La mercatique est partout et les américains
savent y faire pour allécher le chaland :
des enceintes devant l'église retransmettent
la cérémonie, le gospel bat son plein et
des hommes de paroisse nous remettent
des fascicules sur le bien, le mal et Satan
avant que nous nous asseyions sur le banc
des communiants. Il n'y a que des noirs dans
l'assemblée hormis un groupe de touristes
espagnols. Sur la scène, quatre choristes font
des harmonies de spiritual derrière un pasteur
amplifié qui harangue les fidèles. Le pasteur
parle vite et je ne comprends pas tout au milieu
des amen... Amen... Amen ! Il dit peut-être
qu'aujourd'hui rien de ce que tu penses ne
mérite le nom de fleur mais demain, demain !
Demain tu t'éveilleras sans doute sous un arbre
fruitier, comme jadis Jonas sous le ricin. Il dit
ce n'est pas le froid mais la honte qui a donné
le manteau. Qu'un quidam marchait droit mais
qu'à cause de la mer il s'est assis. Que tout est
aigre-doux comme chez le traiteur chinois !
Et qu'il faut honorer le nom de son père.
Je ne comprends pas tout.
Je crois voir une déesse de muscles et
de courbes quand il dit que les statues aussi
verdissent et que leurs couronnes sont
un perchoir pour les pigeons. Que jalouser
L'éternité des statues c'est envier la fiente
sur leurs épaules et celle qui jonche
leur piédestal. Alors je pense à la déesse nue
et je vois léviter près de sa chevelure
un moineau écarlate. Je vois la déesse nue
et ses fesses qui avant dansaient.

Puis la nuit tombe
Dans le mobile on a traversé des âges
La fille est partie
Harlem
Harlem
C'était presque hier
Time square est autour
On descend

On a du mal à croire à une ferveur aussi
démonstrative. Qui ne ressemble pas,
d'ailleurs, à cette ferveur contagieuse que
je connais, celle des baisers véritables.

Le spectacle ecclésiaste ne touche pas au cœur,
il divertit et tout le monde chante. Et tout
le monde chante.
Est-ce la Clarté ou rien que de l'espace après
un massacre ? dit-il. A-t-on coupé, brûlé
des arbres, pour avoir cette clairière-là, comme
une piscine dans le jardin d'un pavillon
de banlieue ? Ou bien sommes-nous tombés
dessus, par hasard ? Fausse piste, trouvaille.
Dilemme, trouvaille. Écrou, ciel, muraille et des
pensées que je réprouve à un cheveu.
À un cheveu de l'avoir fait dit-il. Enfer,
paradis : un détail. Promenade de santé,
bercail.

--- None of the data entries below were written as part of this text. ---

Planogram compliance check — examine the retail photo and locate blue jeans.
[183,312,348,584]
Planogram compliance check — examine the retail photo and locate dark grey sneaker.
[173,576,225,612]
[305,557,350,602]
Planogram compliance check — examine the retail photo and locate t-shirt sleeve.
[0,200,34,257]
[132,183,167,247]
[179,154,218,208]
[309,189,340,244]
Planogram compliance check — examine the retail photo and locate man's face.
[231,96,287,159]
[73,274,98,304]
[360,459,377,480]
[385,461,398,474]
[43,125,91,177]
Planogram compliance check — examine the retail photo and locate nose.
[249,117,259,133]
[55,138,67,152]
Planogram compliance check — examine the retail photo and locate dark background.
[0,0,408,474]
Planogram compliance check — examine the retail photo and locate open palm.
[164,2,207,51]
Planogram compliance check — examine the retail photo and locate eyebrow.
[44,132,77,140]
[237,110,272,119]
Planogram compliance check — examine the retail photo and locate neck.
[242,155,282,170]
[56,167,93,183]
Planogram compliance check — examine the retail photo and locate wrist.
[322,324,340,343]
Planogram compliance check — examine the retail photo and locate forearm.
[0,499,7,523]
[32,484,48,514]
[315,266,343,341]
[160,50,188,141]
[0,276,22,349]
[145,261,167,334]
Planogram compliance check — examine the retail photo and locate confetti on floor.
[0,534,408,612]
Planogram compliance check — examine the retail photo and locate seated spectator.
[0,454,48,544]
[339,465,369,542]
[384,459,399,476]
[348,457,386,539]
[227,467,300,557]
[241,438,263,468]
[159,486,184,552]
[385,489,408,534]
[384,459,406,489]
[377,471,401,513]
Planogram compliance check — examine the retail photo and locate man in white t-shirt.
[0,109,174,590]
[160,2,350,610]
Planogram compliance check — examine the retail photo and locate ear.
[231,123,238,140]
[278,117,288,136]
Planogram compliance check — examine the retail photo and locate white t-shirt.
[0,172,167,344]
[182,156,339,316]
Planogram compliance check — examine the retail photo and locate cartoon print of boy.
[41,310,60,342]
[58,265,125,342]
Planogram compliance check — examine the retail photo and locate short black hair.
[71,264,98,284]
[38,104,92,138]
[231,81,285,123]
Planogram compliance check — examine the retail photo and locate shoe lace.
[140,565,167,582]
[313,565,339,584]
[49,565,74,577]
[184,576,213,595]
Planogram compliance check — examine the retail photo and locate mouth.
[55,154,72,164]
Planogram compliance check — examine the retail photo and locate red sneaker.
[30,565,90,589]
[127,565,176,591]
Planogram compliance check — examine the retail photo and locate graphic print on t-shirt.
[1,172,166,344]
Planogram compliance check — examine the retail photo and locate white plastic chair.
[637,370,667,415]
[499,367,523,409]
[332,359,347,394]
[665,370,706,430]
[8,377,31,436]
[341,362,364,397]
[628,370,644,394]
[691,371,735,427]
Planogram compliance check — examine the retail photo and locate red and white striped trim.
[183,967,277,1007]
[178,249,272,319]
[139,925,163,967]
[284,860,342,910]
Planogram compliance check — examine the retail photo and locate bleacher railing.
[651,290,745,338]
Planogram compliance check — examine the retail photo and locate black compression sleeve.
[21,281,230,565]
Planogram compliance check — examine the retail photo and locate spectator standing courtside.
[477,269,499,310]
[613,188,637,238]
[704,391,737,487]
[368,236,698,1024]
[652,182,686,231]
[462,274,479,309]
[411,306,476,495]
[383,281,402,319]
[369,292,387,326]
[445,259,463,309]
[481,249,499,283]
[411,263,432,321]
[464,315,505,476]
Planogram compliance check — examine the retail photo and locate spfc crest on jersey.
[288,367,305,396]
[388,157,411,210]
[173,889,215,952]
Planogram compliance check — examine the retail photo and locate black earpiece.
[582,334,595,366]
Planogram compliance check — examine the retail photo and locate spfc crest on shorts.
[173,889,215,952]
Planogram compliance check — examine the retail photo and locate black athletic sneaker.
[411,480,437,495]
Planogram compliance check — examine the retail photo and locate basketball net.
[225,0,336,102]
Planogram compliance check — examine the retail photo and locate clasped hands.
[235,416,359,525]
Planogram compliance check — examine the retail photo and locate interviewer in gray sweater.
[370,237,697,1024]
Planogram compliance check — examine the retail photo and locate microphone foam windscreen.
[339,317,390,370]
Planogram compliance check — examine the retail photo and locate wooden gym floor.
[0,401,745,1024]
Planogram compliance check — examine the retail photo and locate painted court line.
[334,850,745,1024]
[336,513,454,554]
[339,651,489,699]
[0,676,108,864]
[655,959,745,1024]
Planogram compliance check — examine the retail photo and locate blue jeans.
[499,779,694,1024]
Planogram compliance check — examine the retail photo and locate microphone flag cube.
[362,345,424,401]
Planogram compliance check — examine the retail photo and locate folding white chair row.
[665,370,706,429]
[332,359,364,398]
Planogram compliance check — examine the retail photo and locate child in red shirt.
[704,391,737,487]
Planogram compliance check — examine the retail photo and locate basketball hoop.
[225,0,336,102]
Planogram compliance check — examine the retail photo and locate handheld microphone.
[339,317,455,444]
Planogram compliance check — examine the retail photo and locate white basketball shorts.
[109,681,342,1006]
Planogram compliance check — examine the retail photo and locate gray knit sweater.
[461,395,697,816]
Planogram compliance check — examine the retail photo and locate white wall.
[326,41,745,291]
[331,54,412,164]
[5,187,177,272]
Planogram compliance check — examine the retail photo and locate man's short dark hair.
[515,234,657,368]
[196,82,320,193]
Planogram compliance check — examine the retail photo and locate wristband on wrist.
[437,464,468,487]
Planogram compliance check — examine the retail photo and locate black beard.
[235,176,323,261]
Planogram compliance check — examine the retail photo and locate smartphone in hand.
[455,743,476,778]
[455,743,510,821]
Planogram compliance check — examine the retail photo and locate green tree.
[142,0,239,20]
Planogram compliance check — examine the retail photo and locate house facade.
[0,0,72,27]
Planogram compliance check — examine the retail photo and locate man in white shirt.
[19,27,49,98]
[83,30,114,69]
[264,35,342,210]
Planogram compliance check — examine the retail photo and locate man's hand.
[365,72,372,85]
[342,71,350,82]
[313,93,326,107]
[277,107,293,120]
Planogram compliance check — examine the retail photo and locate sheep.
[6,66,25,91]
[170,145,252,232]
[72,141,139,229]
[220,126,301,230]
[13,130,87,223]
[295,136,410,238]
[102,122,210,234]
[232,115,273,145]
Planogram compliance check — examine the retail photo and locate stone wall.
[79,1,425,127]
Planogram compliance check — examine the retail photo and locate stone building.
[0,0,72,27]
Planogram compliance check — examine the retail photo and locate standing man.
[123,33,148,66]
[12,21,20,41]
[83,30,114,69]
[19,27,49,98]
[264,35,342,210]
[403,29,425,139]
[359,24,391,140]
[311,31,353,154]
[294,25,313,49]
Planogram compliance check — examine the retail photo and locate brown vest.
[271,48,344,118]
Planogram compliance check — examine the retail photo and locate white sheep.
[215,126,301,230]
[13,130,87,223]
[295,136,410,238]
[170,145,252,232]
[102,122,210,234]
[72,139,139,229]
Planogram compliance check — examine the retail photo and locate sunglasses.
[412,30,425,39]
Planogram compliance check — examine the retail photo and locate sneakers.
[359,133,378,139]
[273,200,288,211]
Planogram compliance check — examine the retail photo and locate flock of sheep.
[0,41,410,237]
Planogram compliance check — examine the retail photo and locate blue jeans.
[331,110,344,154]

Et de quoi déchanter, toujours,
à un cheveu.
Il parle à présent de rachat. À la foire tout
est à portée de main alors je chante aussi.
This morning when I woke up Jesus was
on my side, on my side. On my side.

Puis la nuit tombe
Dans le mobile on a traversé des âges
La fille est partie
Harlem
Harlem
C'était presque hier
Time square est autour
Puis d'autres intervenants se sont mis à parler.
Lentement. Sans mouvements. Alors on est parti
avant la fin. Les touristes ont vu
ce qu'ils voulaient voir. C'est comme ça,
un zoo l'étranger, un circuit. Les mêmes
souvenirs pour tout les vacanciers. On voit
de folklore partout mais les abribus et le ciel
sont partout les mêmes.
On traverse New York en shuttle. Dans l'engin
une gamine de dix-sept ans pas plus aux raides
et longs cheveux noir discrètement
me regarde. Il est joli son regard noir, défiant
et apeuré. Le soleil tape sur les terres que l'on
traverse. Le paysage est de poussière, aride.
La nymphette latine, un bus bringuebalant...
Dans la sécheresse alentour
c'est un pays tropical...
Puis la nuit tombe. Dans le mobile on a traversé
des âges et des âges et des âges. La fille
est maintenant partie. Loin. Descendue.
S'allonger sous le ricin de Jonas. Je pense...
Harlem. Harlem... C'était presque hier.
Time Square est autour à présent.
On descend.

(Merci à PAT MARVAL pour cettes paroles)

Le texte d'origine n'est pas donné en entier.